This was my first time to attend the T.E.C.H.E. Project’s Shake Your Trail Feather Festival in Breaux Bridge, LA on the shores of Bayou Teche, the same bayou that runs behind my home in New Iberia.  When researching for Bayou Song, I found their website and began to take more interest in learning about their mission.  I even discovered that some of our friends are involved.  When I got an email from the tourist commission about this event, I wrote to the organizers and asked if I could sell books and give proceeds to the project.  I didn’t know how much fun I would have!

I set up my book table inside a gazebo with the children’s activities.  The women here welcomed me, and I enjoyed chatting with them all throughout the day.  One of the kids’ activities was a bird scavenger hunt.

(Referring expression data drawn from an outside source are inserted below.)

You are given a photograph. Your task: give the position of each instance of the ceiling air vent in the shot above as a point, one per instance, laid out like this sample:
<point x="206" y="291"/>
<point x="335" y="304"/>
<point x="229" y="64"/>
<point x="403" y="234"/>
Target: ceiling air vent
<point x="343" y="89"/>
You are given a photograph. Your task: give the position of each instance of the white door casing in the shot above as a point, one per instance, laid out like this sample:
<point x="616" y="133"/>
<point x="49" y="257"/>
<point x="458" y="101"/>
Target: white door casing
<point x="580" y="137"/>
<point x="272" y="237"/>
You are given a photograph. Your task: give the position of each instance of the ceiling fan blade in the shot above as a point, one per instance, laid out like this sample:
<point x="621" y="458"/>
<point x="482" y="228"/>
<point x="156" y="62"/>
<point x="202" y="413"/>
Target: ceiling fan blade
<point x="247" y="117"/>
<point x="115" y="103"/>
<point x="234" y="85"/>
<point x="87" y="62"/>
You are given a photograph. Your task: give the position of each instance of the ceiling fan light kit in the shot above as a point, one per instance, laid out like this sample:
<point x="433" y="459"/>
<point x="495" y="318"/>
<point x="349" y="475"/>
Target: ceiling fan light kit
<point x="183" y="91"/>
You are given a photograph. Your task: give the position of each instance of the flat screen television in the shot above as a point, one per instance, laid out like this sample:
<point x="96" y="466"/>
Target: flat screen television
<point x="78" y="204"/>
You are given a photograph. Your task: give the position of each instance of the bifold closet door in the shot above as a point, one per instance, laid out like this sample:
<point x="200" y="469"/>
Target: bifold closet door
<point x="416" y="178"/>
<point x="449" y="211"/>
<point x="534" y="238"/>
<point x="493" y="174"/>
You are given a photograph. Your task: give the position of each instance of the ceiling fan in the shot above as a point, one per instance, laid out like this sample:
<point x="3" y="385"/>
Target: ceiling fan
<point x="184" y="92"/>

The children were given a booklet of common bayou birds.  The children decorated “binoculars” made with paper towel tubes and Mardi Gras beads.  Then they searched for pictures with facts placed around the event area.  The kids were charged with writing one fact about each bird and returning for a prize.  The prizes included a bookmark, a sticker, and a turtle puzzle.

Ava came back from her scavenger hunt excited to turn her facts into a poem.  But how?  I showed her the poem “Barred Owl” written with two to three word lines in rhyming couplets, such as “soulful eyes/From hollow spies.”  I talked with Ava about how her facts could become a poem.

“Which bird is your favorite?”

“The belted kingfisher.”

“What did you learn about the kingfisher?”

Ava reads, “He hovers…”

“What rhymes with hovers?”

Ava shouts, “covers!”

“What covers the kingfisher?”

“Feathers!”

I scribed each line as we discussed her ideas.

At one point, Ava turned and ran. I realized she was going back to the fact sheet to find more facts to use.  When we finished writing, she excitedly shared her poem with whomever would listen.  She felt like a poet!

Her grandfather bought her a book, so she copied her poem into her book.  Later when an art teacher happened by, I asked her to help Ava draw a picture of a kingfisher to go with her poem.  Then she not only felt like a poet, she was an artist too.

Ava, 3rd grade, copied her poem into her Bayou Song book.

Me with Ava and her little sister celebrating writing poetry and art at the Shake Your Trail Feather Festival.

Huge kingfisher sculptures adorn a party barge that led the canoe paddle on Bayou Teche.